Директор Центра адаптации репатриантов Асхад Гучетль добавляет, что среди переселенцев есть инженеры, окулисты, стоматологи, машинисты, переводчики с английского языка, геодезисты — представители практически всех специальностей. Приняв их, Адыгея приобрела квалифицированные и опытные кадры.
Он признался, что главными проблемами остаются квоты на иностранных рабочих (в прошлом году на республику их было всего 450) и знание русского языка. «Вопрос с языком потихоньку решаем. На базе гимназии два раза в неделю проходят занятия, порой всей семьей на них приходят — и дети, и родители. Между собой для тренировки стараются разговаривать и по-адыгейски, и по-русски», — сообщил директор центра. Нет, по его словам, проблем и с расселением. Кому-то помогают представители рода, другие снимают квартиру сами, третьи переезжают в сельские пустующие дома.

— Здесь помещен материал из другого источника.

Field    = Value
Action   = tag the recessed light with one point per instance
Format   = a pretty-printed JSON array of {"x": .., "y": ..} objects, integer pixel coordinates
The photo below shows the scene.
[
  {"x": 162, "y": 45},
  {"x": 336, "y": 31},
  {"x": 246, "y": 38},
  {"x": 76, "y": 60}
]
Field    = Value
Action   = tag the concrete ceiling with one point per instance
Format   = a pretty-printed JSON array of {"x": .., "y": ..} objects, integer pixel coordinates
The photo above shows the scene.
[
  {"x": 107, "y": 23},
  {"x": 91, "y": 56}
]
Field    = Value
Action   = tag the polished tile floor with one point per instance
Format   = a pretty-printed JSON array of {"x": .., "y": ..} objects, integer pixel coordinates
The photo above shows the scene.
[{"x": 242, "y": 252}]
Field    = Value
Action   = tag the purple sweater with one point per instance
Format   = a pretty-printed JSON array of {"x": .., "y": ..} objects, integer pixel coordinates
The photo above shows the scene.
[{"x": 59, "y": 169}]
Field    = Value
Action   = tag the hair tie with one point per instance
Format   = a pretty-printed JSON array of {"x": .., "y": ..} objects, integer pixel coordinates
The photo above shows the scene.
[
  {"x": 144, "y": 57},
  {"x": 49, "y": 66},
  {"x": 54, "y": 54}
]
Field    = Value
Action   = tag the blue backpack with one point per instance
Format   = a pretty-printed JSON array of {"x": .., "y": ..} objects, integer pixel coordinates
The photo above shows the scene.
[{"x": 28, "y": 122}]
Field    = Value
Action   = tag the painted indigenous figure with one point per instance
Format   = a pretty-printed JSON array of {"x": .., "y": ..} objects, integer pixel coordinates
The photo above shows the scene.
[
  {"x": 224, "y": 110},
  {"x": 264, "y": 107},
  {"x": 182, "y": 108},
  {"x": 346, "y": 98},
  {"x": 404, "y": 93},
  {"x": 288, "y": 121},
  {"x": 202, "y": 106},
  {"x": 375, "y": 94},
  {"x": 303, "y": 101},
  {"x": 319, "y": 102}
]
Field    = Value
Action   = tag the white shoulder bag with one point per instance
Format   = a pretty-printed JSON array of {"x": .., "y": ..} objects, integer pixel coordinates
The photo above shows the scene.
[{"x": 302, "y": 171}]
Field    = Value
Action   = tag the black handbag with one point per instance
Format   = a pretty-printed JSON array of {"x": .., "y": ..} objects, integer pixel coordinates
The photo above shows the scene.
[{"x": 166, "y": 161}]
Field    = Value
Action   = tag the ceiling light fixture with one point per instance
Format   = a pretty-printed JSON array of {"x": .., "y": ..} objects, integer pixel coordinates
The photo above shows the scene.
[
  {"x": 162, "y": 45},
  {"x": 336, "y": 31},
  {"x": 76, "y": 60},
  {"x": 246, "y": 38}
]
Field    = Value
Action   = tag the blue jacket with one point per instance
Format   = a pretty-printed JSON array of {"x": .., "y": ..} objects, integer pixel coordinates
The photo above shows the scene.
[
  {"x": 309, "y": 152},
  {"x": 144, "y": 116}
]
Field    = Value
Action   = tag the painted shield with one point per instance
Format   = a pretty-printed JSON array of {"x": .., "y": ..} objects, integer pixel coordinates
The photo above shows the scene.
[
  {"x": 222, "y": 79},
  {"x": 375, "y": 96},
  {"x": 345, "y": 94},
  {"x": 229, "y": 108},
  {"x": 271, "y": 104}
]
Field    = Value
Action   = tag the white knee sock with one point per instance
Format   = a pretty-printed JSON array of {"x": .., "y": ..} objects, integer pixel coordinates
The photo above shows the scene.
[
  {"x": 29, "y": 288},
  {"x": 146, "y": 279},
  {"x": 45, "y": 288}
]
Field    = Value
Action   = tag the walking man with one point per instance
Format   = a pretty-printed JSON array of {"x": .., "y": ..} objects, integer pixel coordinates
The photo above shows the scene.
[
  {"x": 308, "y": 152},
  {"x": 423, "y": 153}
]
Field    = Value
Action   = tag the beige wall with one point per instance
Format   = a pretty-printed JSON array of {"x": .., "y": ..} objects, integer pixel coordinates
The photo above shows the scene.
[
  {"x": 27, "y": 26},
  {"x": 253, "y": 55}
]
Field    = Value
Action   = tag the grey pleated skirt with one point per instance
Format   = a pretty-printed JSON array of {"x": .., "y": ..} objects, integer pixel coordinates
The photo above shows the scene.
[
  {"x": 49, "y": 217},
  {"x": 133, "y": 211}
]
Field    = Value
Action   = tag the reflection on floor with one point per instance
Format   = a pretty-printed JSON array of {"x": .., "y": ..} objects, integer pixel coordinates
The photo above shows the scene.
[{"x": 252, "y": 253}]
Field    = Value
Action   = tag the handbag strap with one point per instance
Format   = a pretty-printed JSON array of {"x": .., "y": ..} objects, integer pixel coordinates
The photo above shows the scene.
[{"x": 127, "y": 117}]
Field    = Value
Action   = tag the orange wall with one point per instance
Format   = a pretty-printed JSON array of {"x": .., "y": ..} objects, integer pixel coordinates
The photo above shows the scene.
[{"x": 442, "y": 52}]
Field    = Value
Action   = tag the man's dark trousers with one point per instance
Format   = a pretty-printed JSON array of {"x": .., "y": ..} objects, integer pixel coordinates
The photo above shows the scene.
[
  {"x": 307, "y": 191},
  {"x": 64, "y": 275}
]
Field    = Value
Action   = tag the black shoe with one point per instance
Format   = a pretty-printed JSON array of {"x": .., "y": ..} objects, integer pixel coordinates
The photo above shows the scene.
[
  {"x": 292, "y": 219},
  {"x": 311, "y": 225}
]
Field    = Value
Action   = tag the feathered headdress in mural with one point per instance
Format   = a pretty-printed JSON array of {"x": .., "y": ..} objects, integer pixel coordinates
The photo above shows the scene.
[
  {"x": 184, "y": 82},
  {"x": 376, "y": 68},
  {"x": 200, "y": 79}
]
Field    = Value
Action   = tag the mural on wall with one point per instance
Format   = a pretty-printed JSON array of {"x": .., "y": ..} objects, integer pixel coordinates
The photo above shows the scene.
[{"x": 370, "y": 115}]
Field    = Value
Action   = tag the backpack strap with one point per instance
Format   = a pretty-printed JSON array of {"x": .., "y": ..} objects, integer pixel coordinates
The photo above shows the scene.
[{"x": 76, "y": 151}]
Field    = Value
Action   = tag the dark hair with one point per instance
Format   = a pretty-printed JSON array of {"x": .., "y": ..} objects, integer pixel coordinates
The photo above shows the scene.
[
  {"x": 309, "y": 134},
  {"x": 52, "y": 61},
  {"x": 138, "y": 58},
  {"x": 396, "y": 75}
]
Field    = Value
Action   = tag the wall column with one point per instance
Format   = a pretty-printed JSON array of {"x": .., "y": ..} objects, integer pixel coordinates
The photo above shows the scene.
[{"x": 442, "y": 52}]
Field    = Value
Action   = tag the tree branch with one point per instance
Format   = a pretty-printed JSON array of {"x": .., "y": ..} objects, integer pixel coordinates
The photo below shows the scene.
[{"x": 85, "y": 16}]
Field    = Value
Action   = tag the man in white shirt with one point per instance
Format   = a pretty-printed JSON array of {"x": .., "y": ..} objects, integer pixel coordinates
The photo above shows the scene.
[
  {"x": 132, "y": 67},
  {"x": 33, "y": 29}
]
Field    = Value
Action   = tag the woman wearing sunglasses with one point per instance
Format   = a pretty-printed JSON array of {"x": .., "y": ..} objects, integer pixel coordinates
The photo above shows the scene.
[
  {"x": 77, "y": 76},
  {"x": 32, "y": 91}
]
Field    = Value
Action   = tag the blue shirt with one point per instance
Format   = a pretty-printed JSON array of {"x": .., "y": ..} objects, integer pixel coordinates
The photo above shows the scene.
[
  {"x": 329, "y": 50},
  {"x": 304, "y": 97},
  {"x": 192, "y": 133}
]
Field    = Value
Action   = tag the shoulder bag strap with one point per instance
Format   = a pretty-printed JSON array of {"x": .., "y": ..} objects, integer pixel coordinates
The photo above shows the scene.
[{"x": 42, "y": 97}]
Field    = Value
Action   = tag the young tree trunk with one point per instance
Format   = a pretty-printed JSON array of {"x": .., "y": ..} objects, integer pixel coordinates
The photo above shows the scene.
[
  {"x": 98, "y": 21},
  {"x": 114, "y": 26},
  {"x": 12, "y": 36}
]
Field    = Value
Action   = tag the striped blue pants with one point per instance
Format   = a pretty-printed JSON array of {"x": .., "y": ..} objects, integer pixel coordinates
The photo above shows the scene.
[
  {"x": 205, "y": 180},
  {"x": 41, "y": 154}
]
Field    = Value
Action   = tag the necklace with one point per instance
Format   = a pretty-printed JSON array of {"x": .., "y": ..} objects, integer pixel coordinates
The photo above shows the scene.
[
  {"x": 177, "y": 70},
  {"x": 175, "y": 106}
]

А в ауле Панахес построили порядка 15 новых одноэтажных домов. Материалы собирали всем миром, присылали даже из других кавказских республик. В январе семьи сирийцев справили новоселье. «Сама Россия и республика настолько добродушно встретили людей, которые возвращаются, здесь они не видят преград», — подытожил Гучетль.
Конечно, единодушны все собеседники, проще адаптируется молодежь. За пару месяцев ребята уже сносно изъясняются на русском. Сложнее пожилым, которые привыкли к прежнему образу жизни, здесь у них нет друзей, работы, они плохо знают город.
Нет проблем и в сфере религии. Муфтий Адыгеи и Краснодарского края Аскарбий Карданов рассказал, что наплыва репатриантов в мечети нет: «Все, как и у нас, зависит от воспитания в семье. Если жили в арабской стране, это не значит, что обязательно мечеть посещают. Как и здесь — есть адыги, которые мусульмане, но в мечети их не увидишь».